To determine the required semiannual deposit, we can use the formula for the future value of an annuity:
FV = P * [(1 + r/n)^(nt) - 1] / (r/n)
Where:
FV = future value
P = periodic deposit
r = interest rate per period
n = number of compounding periods per year
t = number of years
Given that the engineer wishes to have a fund of P400,000 at the end of each year for the last five years (periods 10 to 14), we can calculate the future value of this annuity and then solve for the periodic deposit.

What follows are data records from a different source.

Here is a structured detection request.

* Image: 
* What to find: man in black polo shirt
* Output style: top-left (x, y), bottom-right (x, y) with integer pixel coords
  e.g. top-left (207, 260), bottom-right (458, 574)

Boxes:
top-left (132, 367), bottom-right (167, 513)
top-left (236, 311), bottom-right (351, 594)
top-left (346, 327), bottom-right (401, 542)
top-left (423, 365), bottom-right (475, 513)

First, let's calculate the number of compounding periods per year:
n = 12 (compounded monthly)
Since the engineer wants to make semiannual deposits, we need to adjust the number of years and the interest rate accordingly. The total number of periods (t) will be double the number of years (14).
t = 28
Next, we need to convert the interest rate from an annual rate (5%) to a monthly rate by dividing it by the number of compounding periods per year:
r = 5% / 12
r = 0.05 / 12
r = 0.0041667
Now, substitute the given values into the future value formula and solve for P:
400,000 = P * [(1 + 0.0041667/12)^(12*28) - 1] / (0.0041667/12)
Simplifying the equation:
400,000 = P * [(1.0041667)^(336) - 1] / 0.0041667
Now, solve for P:
P = 400,000 * (0.0041667) / [(1.0041667)^(336) - 1]
Using a calculator, we find:
P ≈ 4,967.28
Therefore, the engineer needs to make a semiannual deposit of approximately P4,967.28 to achieve the desired fund amount of P400,000 at the end of each year for the last five years of the 14-year period.